Holden stands firm in his beliefs, yes, but at the same time, his willingness to listen continues to be one of the most commendable traits about him because it’s key to making him the kind of leader that he is. It’s also critical to strengthen the partnerships with everyone aboard the ship because while he makes decisions based on his gut, he listens to their concerns following, and at the very least, tries to do better by the next mission.
A large chunk of the series’ final season orbits around the thematic importance of agency in an attempt to showcase what that looks like in the face of a team trying to work together despite their differences. And when this agency is challenged, primarily by Holden, he considers his mistakes but still chooses to believe that his conscience is allowed to rest in sparing a life. Leading and questioning go hand in hand when decision-making rides on him while he relies on others’ feelings. But noting that they win the war without losing anyone on their team is the point of it all.
Isn’t the point of his true greatness tied to the attribute that he understands the fundamental importance of giving people the chance to prove what they’re capable of? Because in our books, it certainly is. He saw so much of Camina’s abilities in the short amount of time he knew her, based a majority of his trust in her because of Naomi, but decided that in the end—she was worth standing on top to unite the nations.
Jim Holden’s grace and humility have always gone together because while this role isn’t one he’s ever wanted, he took it on with the kind of heart necessary, and in the end—he let it be. At least for a moment, as much as he could because still learning to stop when you’ve been going at it for so long often proves to be a difficult feat. And it’s especially the case for him.
Vulnerability and Coping Mechanisms
There’s a specific way to cope in every great leader—a draw, a pull, something that tethers them home when everything else is too complicated and too overwhelming.

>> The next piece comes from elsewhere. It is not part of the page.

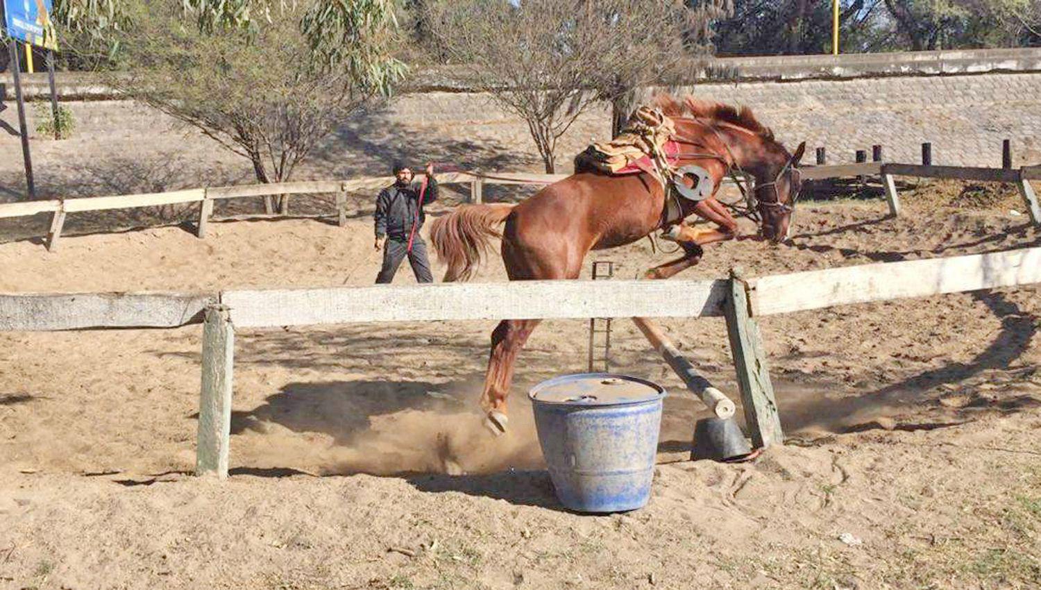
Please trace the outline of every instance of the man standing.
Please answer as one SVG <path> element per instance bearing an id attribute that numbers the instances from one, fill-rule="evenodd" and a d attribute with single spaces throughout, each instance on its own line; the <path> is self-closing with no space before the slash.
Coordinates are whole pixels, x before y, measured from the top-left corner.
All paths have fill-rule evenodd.
<path id="1" fill-rule="evenodd" d="M 423 206 L 437 200 L 434 164 L 428 163 L 423 182 L 412 182 L 412 171 L 395 162 L 395 183 L 380 190 L 376 198 L 376 250 L 383 249 L 383 267 L 376 283 L 393 280 L 398 266 L 408 256 L 412 273 L 420 283 L 432 283 L 427 242 L 420 237 L 426 215 Z"/>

And since we’ve known him, Holden’s been pulled through one wringer after another from cancer to the ring and everything with Miller plus the Free Navy—but through it all, Holden allowed himself to learn from those experiences. He consistently put one foot in front of the other and the lives of those most important to him above his own.
Throughout the challenges, he allowed himself moments of vulnerability to cope—to authenticate that even those frequently taking care of others need a shoulder to rely on too. He’s fallen for and with Naomi—he’s given her the chances to see who he truly is while simultaneously allowing others to see that there are battles greater than what he can show.

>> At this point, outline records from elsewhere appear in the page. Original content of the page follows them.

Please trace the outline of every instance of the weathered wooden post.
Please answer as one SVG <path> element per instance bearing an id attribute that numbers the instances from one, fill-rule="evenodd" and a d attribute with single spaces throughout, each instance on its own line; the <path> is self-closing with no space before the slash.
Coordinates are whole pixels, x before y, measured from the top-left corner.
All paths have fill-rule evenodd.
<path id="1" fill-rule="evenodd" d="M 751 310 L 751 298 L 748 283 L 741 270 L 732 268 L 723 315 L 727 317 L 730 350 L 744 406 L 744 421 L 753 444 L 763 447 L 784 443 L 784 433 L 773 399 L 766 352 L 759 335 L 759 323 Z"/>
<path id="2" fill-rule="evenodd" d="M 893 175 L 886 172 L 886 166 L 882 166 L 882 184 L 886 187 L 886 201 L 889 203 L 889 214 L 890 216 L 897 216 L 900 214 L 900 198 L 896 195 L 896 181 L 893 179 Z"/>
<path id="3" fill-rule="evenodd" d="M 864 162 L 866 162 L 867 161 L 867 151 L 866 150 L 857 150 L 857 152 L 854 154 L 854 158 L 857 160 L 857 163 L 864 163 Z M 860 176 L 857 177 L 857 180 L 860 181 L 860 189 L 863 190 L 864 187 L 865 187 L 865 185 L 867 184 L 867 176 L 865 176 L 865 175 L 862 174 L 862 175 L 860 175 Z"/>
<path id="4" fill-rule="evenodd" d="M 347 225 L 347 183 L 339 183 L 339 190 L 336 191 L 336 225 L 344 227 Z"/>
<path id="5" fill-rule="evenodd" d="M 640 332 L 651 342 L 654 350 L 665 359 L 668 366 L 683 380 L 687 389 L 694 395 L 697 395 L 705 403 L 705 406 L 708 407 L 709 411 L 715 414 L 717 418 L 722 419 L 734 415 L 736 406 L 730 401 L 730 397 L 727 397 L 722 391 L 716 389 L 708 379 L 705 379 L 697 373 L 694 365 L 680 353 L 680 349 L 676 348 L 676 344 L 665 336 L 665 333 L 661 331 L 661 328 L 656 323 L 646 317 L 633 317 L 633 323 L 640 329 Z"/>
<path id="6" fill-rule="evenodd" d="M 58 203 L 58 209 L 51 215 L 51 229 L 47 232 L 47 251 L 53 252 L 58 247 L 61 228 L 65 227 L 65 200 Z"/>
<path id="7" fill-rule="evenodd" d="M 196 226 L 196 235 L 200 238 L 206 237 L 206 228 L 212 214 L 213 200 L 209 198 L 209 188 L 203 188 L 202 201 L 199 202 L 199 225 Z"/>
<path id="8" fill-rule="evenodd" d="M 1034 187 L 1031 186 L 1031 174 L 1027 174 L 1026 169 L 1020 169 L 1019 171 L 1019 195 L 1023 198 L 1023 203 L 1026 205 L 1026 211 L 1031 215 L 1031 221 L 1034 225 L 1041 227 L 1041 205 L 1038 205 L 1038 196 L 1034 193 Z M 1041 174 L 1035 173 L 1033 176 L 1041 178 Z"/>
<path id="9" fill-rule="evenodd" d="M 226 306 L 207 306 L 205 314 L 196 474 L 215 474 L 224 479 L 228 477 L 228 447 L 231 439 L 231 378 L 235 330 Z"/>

And we’d be remiss if we didn’t mention Steven Strait’s excellent work during all six seasons. The full range of emotions he ceaselessly brought to our screens allowed us to understand so much of who Jim Holden is at his core. Whatever was in writing, it’s clear as day that Strait delivered in tenfold, making it apparent that he not only understands the markers that are critical to embody the character skillfully, but his passion to honor the books was always evident.

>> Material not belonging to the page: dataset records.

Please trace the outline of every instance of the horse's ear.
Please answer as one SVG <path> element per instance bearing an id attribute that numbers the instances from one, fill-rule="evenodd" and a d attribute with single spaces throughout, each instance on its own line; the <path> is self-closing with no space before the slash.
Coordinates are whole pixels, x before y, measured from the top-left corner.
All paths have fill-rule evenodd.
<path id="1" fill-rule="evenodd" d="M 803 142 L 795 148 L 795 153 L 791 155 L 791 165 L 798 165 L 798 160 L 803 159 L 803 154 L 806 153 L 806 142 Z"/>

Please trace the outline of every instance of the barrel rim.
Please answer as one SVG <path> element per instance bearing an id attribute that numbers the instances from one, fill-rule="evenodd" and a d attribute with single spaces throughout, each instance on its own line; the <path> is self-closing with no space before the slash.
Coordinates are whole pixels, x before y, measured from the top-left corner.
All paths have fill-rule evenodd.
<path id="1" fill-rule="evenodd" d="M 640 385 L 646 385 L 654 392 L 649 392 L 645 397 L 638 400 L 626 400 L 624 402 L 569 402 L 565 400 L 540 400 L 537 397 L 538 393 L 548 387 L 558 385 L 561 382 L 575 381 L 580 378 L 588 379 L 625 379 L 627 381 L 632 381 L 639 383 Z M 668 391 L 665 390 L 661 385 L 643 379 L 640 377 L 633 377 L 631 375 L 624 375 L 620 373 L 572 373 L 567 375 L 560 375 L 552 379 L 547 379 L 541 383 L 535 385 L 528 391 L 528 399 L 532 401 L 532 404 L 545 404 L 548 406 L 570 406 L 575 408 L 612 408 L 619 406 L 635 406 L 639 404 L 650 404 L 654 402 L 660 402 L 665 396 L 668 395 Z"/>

Some people make the world a better place because their goodness provides a sense of safety for everyone around them, and no matter his mistakes or the less than perfect decisions, Jim Holden has, and will always be, one of those people. He’s the kind of character whose innate kindness and vulnerability cements his legacy in the form of a man who’s always willing to meet someone halfway despite how often they’ve wronged him. He’s a safe space.